The Trump bump tells us something about the state of American politics. Progressives are panting to interpret his surge as evidence of Republicans' black hearts. Some Donald Trump supporters have suggested that his success, such as it is/was (this is being written after the McCain flap and before polls have gauged its impact), is an indictment of the limp "Republican establishment." It's neither.
There are 116 candidates for the Republican nomination (I exaggerate slightly). In recent polls, Trump got 24 percent — more than any other candidate. But Scott Walker and Jeb Bush together got 25 percent of the total, and there are so many others that assigning a frontrunner is like trying to catch one guppy with a net. Besides, 54 percent say his views do not represent the values of the Republican Party. He's been a big donor to Hillary Clinton, Terry McAuliffe and other Democrats. He was pro-choice until about 6:30 this morning. He was for a single-payer health care system, and he's been remarkably uncharitable for a wealthy man.
Ah, they say, but Republicans are seething with hatred for Hispanics, especially illegal immigrants, and this accounts for Trump's hot-air liftoff. Illegal immigration does enrage some portions of the base, but only some. In a recent Pew poll, fully 66 percent of Republicans said illegal Mexican immigrants are "mostly honest," while only 19 percent said they are "mainly undesirable."
There is a talk-radio drumbeat about illegal-immigrant criminals.

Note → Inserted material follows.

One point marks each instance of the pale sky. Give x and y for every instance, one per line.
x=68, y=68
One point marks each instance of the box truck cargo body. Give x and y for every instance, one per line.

Still, most Republican voters are not strongly anti-immigration. They're ambivalent, with 56 percent favoring a path to legal status for aliens living here, according to a Pew poll, but 63 percent viewing immigrants as a burden.
Whatever one's views about immigration, the very worst way to broach the topic is to smear all Mexican illegals as "rapists" and criminals. It's obviously false. It's not even true that illegal immigrants commit a disproportionate share of crimes. Honest anti-immigration groups like the Center for Immigration Studies agree that first-generation immigrants are less likely to commit crimes than native-borns. (And immigration rates are falling.)
Well, we're told, people are choking on political correctness, and Trump is a breath of fresh air. So the best way to discredit political correctness is to embody the worst stereotype of an aggressive bigot?
Trump's moment is probably fading, but his little balloon ride is disturbing nonetheless. It's evidence that political intemperance is not limited to the left.
Thanks to the execrable leadership of the Democratic Party and its allies in the press, we have witnessed several years of stoked racial hatred in America. From the Trayvon Martin episode and Michael Brown's death, to the tragic cases of Eric Garner and the Charleston massacre, the country has been bathed in mendacious incitement. Opinion leaders insist it's still Selma in 1965. "Black lives matter" has become a movement — as if any decent person disagreed; as if the country had not spent half a century sedulously scrubbing racism from our polity; as if affirmative action were not a feature of educational, corporate and government policy; as if we hadn't elected and reelected a black president. Democratic candidates for president have been reduced to apologizing simply for saying "all lives matter."
The civil pieties that were once taken for granted in the political sphere — "all men are created equal" — are now controversial. The triumph of identity politics is complete on the left.
Barack Obama rose on a promise of harmony, but has used power to rend the nation along all of its weakest seams. This brand of leadership has not left his followers happier, but more bitter. As for his opponents, they are by turns grieving and disbelieving at the damage he's been able to inflict.
The only answer to division and hatred on the left is inclusion and unity on the right. A number of Republican candidates for president have been seeking to recast the Republican Party as the party of reform and outreach. They recognize that a party that lost not just the Hispanic vote, the black vote, the women's vote and the youth vote, but also the Asian vote has an image problem. As any number of successful Republican senators and governors have shown, it isn't necessary to adopt any particular policy (e.g., amnesty) to attract the votes of more Hispanics or Asians. It is necessary for the party to convey a welcoming spirit. Such a tone may even attract fence-sitting white voters who are left cold by a party that appears uninterested in the plight of the poor.
That is the Republican challenge and opportunity. Success beckons — but only post-Trump.